Cantor’s Self-Serving Special Election Scheme

cantor By Peter Galuszka

It looks like a small group of the Virginia Republicans elite has once again hatched a plot behind closed doors to manipulate elected politics without input from voters.

U.S. Rep. Eric Cantor, the victim of a surprising defeat in a June 10 Republican primary, has come up with a self-serving scheme to resign Aug.18 and finagle a special election Nov. 4 to pick his successor. The special election would be held along with a regularly scheduled one.

Normally, opposing candidates Republican David Brat and Democrat Jack Trammel, would routinely face election that day. With Cantor’s proposal, the winner of the special election for the 7th Congressional District seat would be able to take office immediately, instead of having to wait for usual matriculation of the other 434 Congressmen in January.

This is a back-door, move-to-the-head-of-the-class scheme. Presumably, the winner would be Brat who, taking office in November, would be placed ahead of other Congressional newcomers when it comes to coveted committee assignments. Good for the GOP. Bad for Democrats.

For Cantor, of course, it is a Big Win. Since his unexpected and earth-shaking defeat, the 51-year-old has been seen at such posh places as the Hampton is on the tip of Long Island schmoozing with Big Money. Cantor does have an advanced degree from Columbia in real estate finance and his wife was once a New York securities trader. Big Finance, along with Big Pharma and Big Managed Care, has been one of his biggest sources of election funds.

Larry Sabato, the University of Virginia political expert, by turns thought Cantor’s idea “generous” but also noted ”it’s highly probable that he has a deal in the works for his post-Congress life, and he’s eager to get it started,” Sabato was quoted as saying.

As might have been expected, Cantor made his announcement in the Richmond Times-Dispatch, his lapdog newspaper. Editors gushed that his announcement “features an extraordinary column by an extraordinary human being.”

It shows extraordinary cluelessness as well. Cantor, the Main Street Republicans and the TD’s club of Richmond elites don’t seem to understand that it is their very exclusivity that helped do Cantor in and give an upstart like Brat the edge.
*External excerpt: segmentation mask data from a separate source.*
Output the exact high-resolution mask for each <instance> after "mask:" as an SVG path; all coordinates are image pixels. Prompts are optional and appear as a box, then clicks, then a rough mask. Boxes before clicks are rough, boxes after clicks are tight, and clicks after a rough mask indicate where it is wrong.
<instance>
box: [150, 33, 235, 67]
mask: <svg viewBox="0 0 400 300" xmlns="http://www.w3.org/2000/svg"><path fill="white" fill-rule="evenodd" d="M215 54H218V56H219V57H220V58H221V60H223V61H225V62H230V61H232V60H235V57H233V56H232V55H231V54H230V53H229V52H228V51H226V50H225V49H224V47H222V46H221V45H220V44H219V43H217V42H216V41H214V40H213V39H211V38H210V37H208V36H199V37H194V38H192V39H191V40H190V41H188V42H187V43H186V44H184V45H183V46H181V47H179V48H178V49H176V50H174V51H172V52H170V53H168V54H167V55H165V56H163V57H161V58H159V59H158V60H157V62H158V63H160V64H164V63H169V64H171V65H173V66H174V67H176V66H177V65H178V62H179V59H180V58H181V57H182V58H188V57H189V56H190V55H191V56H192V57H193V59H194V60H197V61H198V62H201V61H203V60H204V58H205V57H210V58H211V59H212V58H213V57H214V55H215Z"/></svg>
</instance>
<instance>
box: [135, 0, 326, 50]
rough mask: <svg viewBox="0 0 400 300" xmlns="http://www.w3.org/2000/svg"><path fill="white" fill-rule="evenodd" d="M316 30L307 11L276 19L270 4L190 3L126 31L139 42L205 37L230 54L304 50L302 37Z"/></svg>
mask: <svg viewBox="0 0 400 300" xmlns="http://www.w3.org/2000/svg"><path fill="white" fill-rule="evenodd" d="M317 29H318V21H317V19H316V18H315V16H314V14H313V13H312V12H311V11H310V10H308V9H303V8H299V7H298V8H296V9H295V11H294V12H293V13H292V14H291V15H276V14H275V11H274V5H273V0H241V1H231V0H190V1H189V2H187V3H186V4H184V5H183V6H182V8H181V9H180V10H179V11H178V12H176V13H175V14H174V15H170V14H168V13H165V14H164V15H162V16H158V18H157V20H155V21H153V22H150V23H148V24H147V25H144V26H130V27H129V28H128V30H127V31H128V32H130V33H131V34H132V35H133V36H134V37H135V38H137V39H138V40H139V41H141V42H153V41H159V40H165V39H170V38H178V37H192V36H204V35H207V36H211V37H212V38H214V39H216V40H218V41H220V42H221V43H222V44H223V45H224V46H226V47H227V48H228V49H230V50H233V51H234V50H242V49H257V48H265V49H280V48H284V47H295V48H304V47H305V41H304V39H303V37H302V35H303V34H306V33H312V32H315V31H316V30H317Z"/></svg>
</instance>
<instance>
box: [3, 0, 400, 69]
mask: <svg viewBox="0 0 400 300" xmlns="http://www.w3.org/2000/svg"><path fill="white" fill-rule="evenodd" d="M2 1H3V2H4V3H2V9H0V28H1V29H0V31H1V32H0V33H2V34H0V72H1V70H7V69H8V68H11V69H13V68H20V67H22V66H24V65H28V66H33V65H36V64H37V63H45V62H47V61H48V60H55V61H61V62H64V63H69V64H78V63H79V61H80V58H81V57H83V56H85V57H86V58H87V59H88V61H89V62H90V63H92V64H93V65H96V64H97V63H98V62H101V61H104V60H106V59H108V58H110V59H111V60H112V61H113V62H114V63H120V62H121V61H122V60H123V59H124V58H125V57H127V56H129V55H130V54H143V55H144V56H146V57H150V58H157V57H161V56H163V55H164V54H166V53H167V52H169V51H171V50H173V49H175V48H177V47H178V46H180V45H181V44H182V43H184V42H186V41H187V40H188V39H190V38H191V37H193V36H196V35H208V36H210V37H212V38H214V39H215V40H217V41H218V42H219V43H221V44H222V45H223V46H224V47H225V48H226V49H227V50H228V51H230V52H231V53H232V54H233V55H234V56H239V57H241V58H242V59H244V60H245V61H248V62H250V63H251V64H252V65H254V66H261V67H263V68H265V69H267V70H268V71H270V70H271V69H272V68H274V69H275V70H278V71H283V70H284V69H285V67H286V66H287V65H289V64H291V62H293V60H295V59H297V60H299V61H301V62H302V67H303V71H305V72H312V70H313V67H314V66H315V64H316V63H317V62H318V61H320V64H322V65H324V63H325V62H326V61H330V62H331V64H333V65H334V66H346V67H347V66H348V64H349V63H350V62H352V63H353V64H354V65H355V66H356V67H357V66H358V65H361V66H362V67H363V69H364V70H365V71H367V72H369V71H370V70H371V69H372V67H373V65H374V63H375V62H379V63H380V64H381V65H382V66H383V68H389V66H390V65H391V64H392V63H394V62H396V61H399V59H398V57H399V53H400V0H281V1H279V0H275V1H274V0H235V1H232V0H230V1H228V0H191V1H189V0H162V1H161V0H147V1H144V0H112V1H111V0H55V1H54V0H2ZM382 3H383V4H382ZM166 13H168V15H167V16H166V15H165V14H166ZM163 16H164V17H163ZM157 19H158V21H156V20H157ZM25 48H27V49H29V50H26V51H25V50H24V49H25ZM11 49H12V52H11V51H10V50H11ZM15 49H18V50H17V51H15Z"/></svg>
Consider a cover story package that I co-wrote in the Chesterfield Monthly, one of the Richmond area’s up-and-coming publications. I found that it wasn’t just that Cantor ignored his district that did him in – it was a putsch by some rather annoyed Libertarians of the traditional ilk and small government moderates plus the Tea Party.

Leaders of the “malcontents” were lawyer Patrick McSweeney and Tea Party leader Jamie Radtke who ran unsuccessfully for U.S. Senate in 2012. In the “Bull Elephant” blog, Radtke compared Cantor and his Confederates as “mobsters” running around and snuffing out dissent among local conservatives.

Brat himself was ultra pissed off a couple of years back when he wanted to get the Henrico County GOP nod to run and replace Bill Janis. But, functioning as the old Soviet Politburo might have, a tiny group of Republican elders decided that the candidate would be Peter Farrell, the young son of utility powerhouse chieftain Tom Farrell of Dominion. In other words, it wasn’t exactly a day for waving the stars and stripes of Democracy. It was pure, Big League, Big Business inside diktat that could have taken place behind the crenelated walls of the Kremlin.

They didn’t give Brat a chance,”analyst Bob Holsworth told me. “That gave Brat the interest in taking on this Don Quixote-type campaign.

Now we get another closed-door deal. Hopefully, voters, conservative and liberal, will fire back.